Emperatriz de ciudades consumidas

Su pequeña rutina no iba más allá de dejar una fastidiosa marca de carmín en alguna copa, y huir a paladear las calles con los bolsillos vacíos de esperanzas y las manos frías de recorrer páginas buscándose el sueño. Y así cada noche, llegaba a casa arrastrando el eco de sus pasos en el último callejón, y se lanzaba al primer rincón de oscuridad.

Después, cansada de encadenarse y recorrer todos sus poros, cansada de impregnarse del frío y de arañarse las costillas, cansada de la respiración agitada y de los suspiros en los que se le vaciaba el alma, se dejaba llevar hasta la habitación. Su maltrecho colchón, rodeado de un templo de libros amarillentos y colillas temblorosas, unas cuántas cerillas acomodadas bajo la almohada y la pitillera abierta, con un par de cigarrillos. Cerraba los ojos y, aferrándose a las sábanas, se dejaba llevar en un leve quejido. De nuevo, volvía a asaltar la calle...desde su cama.

Paseaba por una ciudad desierta; postales en blanco y negro de edificios abandonados; ciudad sin luna y sin noche, en perpetua ceniza; sintiendo sus pies descalzos aferrarse al asfalto mojado de una gran avenida empedrada de risas oscuras.

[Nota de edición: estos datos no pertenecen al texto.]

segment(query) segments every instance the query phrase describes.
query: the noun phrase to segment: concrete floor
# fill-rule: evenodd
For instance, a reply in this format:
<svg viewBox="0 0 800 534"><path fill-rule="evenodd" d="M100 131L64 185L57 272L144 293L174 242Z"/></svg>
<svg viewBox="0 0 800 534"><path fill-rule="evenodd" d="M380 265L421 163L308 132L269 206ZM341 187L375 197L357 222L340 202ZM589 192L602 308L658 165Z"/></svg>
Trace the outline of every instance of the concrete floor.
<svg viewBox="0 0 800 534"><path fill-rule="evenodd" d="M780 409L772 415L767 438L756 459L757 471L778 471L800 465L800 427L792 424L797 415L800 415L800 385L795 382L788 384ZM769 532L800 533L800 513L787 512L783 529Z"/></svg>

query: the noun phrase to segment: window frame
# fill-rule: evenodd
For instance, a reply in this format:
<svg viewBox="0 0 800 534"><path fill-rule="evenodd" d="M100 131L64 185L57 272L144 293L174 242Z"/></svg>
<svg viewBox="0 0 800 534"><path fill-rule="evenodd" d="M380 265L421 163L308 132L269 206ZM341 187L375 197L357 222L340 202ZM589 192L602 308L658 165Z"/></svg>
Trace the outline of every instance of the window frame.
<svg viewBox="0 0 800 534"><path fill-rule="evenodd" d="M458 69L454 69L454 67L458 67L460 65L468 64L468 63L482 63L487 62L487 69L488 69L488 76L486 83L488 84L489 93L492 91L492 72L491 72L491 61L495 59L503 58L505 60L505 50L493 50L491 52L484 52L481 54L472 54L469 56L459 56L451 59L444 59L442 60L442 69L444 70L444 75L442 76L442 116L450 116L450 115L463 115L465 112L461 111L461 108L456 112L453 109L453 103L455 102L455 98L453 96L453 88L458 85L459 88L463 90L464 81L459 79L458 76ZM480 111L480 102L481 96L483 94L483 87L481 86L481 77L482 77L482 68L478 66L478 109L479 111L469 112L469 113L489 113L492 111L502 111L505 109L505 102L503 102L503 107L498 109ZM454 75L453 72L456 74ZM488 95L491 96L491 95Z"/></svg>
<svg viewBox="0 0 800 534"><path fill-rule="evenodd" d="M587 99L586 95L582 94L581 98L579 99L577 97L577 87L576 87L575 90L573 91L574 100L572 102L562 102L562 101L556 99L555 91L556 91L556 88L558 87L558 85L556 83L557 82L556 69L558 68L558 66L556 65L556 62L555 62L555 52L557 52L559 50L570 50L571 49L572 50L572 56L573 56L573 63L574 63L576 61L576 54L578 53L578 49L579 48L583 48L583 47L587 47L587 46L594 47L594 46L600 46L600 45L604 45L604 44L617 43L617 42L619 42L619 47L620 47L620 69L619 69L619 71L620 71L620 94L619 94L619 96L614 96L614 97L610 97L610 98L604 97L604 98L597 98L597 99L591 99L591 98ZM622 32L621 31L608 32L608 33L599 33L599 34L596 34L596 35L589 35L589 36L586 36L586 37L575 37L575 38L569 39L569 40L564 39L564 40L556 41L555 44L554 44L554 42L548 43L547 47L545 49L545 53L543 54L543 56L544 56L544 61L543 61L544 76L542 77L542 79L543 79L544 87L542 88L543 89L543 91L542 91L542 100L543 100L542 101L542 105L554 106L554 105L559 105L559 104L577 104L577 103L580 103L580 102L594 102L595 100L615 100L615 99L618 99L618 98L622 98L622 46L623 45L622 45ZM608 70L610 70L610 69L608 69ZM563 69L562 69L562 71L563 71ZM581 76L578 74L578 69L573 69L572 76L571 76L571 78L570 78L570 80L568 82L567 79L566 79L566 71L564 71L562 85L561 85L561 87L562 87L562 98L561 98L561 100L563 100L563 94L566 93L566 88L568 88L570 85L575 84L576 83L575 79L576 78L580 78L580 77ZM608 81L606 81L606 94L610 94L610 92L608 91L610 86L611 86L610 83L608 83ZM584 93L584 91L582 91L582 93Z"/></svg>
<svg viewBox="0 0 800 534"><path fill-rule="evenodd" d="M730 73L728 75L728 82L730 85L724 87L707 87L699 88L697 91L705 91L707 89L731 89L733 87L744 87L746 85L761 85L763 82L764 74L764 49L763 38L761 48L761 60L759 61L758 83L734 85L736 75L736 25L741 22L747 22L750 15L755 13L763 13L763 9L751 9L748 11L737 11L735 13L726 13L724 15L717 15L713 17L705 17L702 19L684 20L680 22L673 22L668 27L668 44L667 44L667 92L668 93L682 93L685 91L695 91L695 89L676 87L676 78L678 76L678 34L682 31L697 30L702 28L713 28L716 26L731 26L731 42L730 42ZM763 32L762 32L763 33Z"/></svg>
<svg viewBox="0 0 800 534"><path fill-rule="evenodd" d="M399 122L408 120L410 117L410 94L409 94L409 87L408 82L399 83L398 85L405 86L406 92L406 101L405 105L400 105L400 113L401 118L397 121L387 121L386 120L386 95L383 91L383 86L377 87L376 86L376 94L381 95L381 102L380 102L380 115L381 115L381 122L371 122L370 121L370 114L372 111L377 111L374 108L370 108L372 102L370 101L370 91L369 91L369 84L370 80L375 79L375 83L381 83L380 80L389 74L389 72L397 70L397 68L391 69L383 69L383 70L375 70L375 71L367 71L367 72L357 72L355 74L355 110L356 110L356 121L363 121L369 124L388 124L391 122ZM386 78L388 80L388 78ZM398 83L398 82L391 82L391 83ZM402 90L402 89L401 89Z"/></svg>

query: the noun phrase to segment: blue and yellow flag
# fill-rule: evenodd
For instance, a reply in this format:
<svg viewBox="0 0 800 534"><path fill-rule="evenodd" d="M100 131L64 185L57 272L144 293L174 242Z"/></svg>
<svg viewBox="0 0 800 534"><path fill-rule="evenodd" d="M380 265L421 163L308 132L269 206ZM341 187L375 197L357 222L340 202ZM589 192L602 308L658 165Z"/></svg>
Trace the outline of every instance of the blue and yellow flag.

Caminaba sola, guiándose bajo la llovizna por un canto de sirenas que provenía del puerto. El faro deja de iluminar su propio infierno sostenido, y éste se derrumba ante sus ojos. 

El cielo se tiñó de sangre y frío, que le brotaba de las costillas y se le calaba en el pecho, y las lineas discontinuas de su avenida de soledades se transformaban en rostros, dueños de las risas oscuras que la habían perseguido desde que se dejó caer sobre el colchón. Las extrañas figuras se arremolinaban a su alrededor, luchando por alcanzarla hasta que la hicieron desaparecer en un mar de pintura. Y allí, congelada en el vacío del acrílico de sus voces, quiso correr, huir. Un grito se ahogó en su garganta, reptándole hasta la lengua y aprisionándola, haciéndola arder. Intentó deshacerse de su prisión inmaculada, mientras la quemazón que le había nacido en el pecho hacía que se revolviese en lo que parecía que iba a ser su propia tumba. 

Abrió los ojos súbitamente, las pupilas dilatadas y un sudor frío perlándole la nuca, enrredado en su pelo. El cristal empañado, y fuera, el asfalto todavía mojado de una lluvia que sólo a ella se le había calado hasta los pulmones. Náufraga en su propio territorio, se lanza en busca de un cigarrillo pero en la pitillera, cerrada, no encuentra ni las hebras del tabaco que nunca puede fumarse.